In short, Hashem how we fought-and won- way more than a military battle. We won the REAL war against the Greeks: the fight between form over substance. Therefore, to demonstrate His recognition of this, Hashem performed the miracle of the oil-a victory of form over substance…in the greatest validation of our desire to seek substance, meaning and depth in our faith.

So that’s my Chiddush and message to us all. Of course, we all need to allow the Torah and its laws do it’s magic on our day to day lives. We need to increase our observance to the best of our abilities, for sure.
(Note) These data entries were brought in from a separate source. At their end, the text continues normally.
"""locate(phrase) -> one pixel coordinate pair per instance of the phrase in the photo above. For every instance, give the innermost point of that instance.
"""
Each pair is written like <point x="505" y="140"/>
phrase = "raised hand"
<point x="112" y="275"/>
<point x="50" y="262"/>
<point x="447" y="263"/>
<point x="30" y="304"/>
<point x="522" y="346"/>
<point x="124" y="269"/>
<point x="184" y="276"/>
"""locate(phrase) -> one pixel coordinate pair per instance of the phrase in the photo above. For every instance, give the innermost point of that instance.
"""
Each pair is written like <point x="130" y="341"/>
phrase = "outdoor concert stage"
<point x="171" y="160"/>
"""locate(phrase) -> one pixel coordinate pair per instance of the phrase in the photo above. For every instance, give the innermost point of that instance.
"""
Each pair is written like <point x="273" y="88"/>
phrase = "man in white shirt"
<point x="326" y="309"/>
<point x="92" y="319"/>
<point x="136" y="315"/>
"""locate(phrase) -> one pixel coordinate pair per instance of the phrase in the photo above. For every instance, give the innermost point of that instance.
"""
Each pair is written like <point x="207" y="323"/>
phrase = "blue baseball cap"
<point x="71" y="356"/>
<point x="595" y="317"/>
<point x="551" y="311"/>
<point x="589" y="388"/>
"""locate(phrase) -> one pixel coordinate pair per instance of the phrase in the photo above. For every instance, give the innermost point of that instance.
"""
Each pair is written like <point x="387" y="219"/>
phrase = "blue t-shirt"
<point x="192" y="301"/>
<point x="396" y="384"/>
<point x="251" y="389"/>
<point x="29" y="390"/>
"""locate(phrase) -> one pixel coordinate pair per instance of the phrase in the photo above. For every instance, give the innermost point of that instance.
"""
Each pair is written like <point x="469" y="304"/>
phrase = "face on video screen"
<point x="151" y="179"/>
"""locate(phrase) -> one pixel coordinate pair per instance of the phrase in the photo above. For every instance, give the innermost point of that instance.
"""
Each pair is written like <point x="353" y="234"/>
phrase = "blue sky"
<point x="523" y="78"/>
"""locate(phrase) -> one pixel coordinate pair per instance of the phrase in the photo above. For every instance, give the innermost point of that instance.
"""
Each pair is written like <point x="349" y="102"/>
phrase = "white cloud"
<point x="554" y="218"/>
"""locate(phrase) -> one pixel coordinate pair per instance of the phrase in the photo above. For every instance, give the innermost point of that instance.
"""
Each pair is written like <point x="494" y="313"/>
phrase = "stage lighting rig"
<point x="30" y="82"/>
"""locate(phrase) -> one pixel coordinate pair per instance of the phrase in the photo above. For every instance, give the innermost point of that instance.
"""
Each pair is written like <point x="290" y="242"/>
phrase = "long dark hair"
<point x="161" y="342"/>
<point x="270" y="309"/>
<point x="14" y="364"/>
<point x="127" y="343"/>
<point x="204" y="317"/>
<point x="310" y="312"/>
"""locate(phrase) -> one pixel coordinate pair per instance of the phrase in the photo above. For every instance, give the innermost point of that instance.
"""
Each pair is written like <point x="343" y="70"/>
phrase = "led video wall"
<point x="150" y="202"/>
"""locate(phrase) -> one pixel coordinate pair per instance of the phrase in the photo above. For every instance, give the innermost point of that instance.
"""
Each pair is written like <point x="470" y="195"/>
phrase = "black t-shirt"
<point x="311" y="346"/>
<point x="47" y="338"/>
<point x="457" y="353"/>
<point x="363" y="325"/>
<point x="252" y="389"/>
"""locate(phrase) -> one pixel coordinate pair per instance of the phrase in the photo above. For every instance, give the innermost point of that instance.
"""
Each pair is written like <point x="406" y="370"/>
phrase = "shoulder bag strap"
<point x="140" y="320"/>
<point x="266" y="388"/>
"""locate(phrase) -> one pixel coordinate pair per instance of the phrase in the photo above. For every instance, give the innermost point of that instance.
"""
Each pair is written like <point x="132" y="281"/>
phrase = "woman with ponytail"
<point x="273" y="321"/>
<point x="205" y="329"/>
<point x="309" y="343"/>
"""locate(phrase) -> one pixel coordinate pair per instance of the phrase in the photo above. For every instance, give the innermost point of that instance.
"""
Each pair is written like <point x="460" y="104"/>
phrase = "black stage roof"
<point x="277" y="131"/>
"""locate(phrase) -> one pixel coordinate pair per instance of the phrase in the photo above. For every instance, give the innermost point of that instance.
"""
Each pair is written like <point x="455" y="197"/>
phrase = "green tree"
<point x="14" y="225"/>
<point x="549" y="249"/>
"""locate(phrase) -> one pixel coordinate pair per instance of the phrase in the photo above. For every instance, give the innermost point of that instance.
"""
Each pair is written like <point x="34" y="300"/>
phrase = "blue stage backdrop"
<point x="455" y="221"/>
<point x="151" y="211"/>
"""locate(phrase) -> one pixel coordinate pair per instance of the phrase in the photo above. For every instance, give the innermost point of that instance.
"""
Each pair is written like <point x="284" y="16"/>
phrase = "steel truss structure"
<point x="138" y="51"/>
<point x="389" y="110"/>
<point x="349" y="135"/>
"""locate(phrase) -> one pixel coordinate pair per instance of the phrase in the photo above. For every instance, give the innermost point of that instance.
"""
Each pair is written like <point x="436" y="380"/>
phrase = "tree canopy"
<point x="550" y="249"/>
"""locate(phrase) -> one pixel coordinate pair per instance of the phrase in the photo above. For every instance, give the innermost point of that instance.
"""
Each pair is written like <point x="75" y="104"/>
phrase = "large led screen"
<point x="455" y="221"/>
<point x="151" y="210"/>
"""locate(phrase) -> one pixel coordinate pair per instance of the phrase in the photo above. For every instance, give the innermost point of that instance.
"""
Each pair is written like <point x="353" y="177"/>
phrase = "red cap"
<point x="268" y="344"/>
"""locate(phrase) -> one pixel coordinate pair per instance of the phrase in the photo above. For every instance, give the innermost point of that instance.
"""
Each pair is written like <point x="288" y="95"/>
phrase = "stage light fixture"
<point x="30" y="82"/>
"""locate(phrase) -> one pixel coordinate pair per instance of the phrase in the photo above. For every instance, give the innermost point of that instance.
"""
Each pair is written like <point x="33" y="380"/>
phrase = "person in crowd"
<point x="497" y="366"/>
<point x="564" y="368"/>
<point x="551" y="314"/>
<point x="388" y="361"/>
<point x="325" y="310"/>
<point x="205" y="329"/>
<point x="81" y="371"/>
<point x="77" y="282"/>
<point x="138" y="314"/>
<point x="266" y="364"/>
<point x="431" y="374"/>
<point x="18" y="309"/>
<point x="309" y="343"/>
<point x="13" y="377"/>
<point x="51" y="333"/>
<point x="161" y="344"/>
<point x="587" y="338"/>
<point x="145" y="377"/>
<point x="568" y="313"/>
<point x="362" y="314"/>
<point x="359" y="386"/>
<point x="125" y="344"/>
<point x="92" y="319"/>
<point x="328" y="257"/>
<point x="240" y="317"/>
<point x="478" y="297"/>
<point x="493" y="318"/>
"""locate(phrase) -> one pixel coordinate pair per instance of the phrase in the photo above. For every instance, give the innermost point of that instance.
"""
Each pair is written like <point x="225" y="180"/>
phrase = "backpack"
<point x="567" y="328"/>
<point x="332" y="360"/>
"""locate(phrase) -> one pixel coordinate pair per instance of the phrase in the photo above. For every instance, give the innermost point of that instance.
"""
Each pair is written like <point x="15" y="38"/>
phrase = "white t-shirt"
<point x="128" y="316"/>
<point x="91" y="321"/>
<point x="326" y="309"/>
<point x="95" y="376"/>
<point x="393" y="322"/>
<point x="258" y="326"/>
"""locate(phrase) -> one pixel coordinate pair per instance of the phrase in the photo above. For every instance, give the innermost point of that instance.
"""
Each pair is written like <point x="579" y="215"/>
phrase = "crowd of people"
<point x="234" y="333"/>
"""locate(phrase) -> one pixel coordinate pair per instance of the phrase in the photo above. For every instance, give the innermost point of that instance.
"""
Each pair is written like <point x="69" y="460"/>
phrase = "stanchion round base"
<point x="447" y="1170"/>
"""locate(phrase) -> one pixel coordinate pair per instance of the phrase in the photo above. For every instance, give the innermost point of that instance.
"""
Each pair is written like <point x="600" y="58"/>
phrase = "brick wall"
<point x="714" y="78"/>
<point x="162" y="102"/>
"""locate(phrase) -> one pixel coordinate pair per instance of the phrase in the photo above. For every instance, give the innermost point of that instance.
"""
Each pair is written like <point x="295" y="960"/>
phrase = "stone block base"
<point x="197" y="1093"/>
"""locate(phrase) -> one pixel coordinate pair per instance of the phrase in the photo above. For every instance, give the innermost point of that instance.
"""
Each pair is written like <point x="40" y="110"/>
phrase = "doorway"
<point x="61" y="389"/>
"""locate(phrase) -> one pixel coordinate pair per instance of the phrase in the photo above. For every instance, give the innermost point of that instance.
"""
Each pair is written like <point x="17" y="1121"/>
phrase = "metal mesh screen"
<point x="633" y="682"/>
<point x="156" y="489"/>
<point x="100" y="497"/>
But when our religion gets so stale that we forget the depth behind it, it’s time to pull out our Menorahs, and remember that band of Maccabees who wouldn’t let their passion for the rules overcome their personal spirit, and the spirit of our Torah.

Wishing you all therefore, purity and meaning in all that you do. Go on and Shine your lights!

Shabbat Shalom and a Frelichen And Lichtige Chanukah!